Many of my own personal management frameworks were imprinted into my brain during my years at Procter & Gamble. One of the most fundamental is that plans should flow from strategies. It was right then. It’s still right. But it’s theoretically elegant and practically useless without the enablers required for success including human capabilities.

A more complete value creation framework geared for success includes these components:

 

  1. Purpose (mission, vision, values and guiding principles – including the core nature of business and culture)
  2. Overarching strategy and posture
  3. Strategic priorities
  4. Enablers and human capabilities
  5. Plans

 

For example, a medical practice’s

 

  1. Purpose was to help their patients have healthy, productive lives.
  2. Their overarching strategy was to serve more of their patients’ needs.
  3. One of their ensuing strategic priorities was to fix broken ankles.
  4. That required an enabling X-ray machine and the capability to use it.
  5. So, they built plans to acquire an X-ray machine and hire the required people before offering the services to their patients.

 

Purpose gets at what matters and why and includes the mission (why), vision (what), values and guiding principles (how), one of which is the core nature of the business: design, produce, deliver, service.

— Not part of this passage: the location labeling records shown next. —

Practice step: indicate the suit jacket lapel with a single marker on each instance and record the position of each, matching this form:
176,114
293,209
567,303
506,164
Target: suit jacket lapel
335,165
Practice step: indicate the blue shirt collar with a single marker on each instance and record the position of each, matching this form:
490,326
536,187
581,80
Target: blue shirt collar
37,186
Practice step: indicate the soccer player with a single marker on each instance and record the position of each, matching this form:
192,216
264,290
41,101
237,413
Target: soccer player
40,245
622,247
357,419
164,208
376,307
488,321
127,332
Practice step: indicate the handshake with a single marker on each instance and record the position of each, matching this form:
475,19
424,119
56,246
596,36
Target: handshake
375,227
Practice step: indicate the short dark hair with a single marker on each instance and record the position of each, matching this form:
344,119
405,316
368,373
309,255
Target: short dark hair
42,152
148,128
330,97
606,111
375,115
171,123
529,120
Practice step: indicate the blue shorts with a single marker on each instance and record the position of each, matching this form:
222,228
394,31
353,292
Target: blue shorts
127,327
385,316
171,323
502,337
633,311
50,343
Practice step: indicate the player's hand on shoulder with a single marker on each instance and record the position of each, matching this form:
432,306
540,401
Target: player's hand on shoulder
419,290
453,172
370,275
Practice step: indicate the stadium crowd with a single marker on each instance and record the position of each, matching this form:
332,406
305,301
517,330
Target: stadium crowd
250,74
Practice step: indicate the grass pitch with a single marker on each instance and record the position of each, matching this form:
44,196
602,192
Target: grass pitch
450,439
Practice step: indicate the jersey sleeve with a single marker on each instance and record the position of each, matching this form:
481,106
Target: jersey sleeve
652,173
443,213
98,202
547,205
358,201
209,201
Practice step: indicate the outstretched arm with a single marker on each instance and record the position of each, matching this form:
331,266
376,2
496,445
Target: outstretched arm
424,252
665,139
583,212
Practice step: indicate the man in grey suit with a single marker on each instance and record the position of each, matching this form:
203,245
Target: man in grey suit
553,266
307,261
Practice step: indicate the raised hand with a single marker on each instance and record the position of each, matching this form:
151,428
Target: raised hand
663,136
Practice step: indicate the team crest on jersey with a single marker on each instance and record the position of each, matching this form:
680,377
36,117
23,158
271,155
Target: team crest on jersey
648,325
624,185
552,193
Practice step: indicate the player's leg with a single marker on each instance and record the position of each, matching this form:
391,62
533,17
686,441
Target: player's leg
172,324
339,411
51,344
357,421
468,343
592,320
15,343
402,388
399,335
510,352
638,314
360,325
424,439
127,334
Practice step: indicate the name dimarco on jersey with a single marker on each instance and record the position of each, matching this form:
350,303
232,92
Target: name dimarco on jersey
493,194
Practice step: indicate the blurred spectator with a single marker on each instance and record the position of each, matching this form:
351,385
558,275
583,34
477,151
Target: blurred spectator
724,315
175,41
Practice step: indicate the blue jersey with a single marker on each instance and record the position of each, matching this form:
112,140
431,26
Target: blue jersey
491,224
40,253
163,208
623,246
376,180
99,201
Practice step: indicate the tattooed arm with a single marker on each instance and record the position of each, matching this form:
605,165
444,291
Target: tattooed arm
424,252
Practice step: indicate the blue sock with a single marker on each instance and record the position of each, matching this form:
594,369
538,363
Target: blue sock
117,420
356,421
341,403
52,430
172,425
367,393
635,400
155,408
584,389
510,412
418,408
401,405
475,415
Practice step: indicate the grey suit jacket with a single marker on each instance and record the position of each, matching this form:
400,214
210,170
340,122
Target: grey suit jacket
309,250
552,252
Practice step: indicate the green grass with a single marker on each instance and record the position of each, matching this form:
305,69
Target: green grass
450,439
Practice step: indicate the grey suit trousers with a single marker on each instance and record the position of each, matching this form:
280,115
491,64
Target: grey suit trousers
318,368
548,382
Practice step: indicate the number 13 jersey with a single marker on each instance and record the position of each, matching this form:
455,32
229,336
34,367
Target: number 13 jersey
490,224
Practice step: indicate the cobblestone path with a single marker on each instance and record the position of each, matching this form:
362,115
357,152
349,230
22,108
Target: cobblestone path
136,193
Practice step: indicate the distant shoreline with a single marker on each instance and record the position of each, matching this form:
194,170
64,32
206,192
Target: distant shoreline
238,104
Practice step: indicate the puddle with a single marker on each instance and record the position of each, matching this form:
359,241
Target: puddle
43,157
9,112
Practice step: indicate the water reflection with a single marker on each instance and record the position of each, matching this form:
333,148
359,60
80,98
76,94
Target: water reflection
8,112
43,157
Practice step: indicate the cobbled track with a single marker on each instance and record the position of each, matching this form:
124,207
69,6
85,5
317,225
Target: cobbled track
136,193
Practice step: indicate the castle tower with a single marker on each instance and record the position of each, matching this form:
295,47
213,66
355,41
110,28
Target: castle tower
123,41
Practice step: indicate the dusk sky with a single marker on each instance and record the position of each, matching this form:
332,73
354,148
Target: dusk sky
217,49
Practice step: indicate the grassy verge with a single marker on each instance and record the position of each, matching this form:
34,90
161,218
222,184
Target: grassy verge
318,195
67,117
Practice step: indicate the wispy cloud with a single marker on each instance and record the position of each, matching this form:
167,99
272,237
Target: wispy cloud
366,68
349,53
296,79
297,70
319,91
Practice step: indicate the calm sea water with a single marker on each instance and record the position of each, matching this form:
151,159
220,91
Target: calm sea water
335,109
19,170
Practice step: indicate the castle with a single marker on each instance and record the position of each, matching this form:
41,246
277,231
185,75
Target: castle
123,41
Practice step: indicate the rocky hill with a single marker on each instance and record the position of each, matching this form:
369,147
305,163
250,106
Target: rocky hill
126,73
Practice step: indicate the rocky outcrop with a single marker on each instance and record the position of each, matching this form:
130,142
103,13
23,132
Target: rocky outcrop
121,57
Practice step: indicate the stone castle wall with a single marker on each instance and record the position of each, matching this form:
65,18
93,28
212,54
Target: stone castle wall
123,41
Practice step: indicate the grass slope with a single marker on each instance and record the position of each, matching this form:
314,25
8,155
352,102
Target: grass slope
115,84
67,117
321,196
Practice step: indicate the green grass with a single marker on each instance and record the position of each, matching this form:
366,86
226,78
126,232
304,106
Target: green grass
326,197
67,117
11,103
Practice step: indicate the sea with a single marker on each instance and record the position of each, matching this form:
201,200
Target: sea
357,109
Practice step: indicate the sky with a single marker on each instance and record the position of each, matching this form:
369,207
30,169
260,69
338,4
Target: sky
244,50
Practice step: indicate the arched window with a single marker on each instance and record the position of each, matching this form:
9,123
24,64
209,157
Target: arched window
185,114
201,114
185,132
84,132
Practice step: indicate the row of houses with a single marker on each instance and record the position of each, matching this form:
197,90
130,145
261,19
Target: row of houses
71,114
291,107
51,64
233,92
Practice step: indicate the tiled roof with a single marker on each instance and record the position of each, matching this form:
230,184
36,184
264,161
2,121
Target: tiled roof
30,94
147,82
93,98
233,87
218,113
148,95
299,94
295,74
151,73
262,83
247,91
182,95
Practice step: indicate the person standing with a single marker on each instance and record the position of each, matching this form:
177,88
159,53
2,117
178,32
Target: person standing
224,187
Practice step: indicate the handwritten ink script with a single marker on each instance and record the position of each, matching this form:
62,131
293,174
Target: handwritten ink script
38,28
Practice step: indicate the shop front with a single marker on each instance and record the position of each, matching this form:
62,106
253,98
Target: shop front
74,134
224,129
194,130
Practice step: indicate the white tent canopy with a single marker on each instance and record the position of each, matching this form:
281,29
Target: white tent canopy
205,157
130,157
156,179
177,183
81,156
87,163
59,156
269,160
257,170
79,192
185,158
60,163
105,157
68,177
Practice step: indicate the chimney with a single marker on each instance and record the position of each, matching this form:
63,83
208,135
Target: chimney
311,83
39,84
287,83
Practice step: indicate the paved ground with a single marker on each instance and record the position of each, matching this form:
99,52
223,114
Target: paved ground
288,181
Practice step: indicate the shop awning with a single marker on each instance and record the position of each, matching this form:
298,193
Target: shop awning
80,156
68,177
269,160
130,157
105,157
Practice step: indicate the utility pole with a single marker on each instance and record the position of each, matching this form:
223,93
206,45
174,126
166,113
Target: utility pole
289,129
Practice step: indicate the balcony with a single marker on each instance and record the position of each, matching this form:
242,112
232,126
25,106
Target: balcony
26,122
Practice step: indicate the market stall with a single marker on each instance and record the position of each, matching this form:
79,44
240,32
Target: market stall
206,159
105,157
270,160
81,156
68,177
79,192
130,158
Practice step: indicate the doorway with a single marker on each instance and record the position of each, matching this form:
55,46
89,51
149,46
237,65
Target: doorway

The overarching strategy and posture drive choices around the creation and allocation of resources to the right place in the right way at the right time over time in order to:

  • Win by being: Predominant/top 1%; Superior/top 10%, Strong/top 25%
  • Not lose by being: Above average/competitive, Good enough/scaled, or
  • Not do by: Outsourcing or not doing at all.

 

Strategic priorities are things directly increasing customer impact, revenue, and profitabilityfocused on either:

Driving Customer Impact and Profitable Commercial Growth

  • Product/service development, pricing, marketing, business development (markets, partners, etc,) increase sales to existing and new customers

 

Enhancing Operational Rigor & Accountability

  • Supply chain, production, distribution, service optimization

 

Enablers and Capabilities are force multipliers to overcome obstacles and make possible and improve the things directly increasing customer impact, revenue, and profitability, including things like:

Infrastructure

  • Brand positioning and marketing materials, collateral, tools (including websites, etc.)
  • Data/Technology/IT/Security infrastructure
  • Operational infrastructure including procurement and supply chain
  • Organizational/HR infrastructure
  • Financial Reporting/Tax/Accounting/Compliance infrastructure
  • New Product Development infrastructure

 

Systems & Processes

  • Enabling commercial growth and operational rigor

 

Balance Sheet & Cash Flows

 

  • Deferred maintenance and modernization investments
  • Growth oriented capital spending
  • Back office: finance, tax

 

Mergers & Acquisitions

  • Bolting on to foundational platform

 

People

  • Senior Leadership (Commercial, Operations, Tech/IT, Finance, HR, Legal, R&D, M&A)
  • Middle Management
  • Individual and team strengths including project management/transformation

 

Development

Understand that this is a simplifying framework. You can go into excruciating depth into the details of much of this. But, having a simplifying framework helps everyone understand how things fit, so they can ratchet up their best current thinking together.

The CEO has to own the vision and culture. So, start with their going-in hypothesis.

Then have the most senior leadership team turn that hypothesis into an understandable description of 1) purpose, 2) overarching strategy and posture, 3) strategic priorities.

Then give the next level of managers clarity on direction, resources, bounded authority, and accountability to flesh out the enablers and capabilities, and craft detailed plans.

Those plans should include sequenced actions/initiatives, resources, measures of impact, milestones/timing, who and how people will be called to account to ensure flawless execution, and linkages and interdependencies.

Phasing

Phasing matters. Just as there are right and wrong places and right and wrong ways to allocate resources, there are also right and wrong times.

Everyone wants to increase impact, revenue, and profitability. But, in some cases, if you move too fast, you break the system. Make sure you shore up your foundational enablers and capabilities to enhance execution of the strategic priorities that depend on them in the right order at the right time. Step by step down the path to success.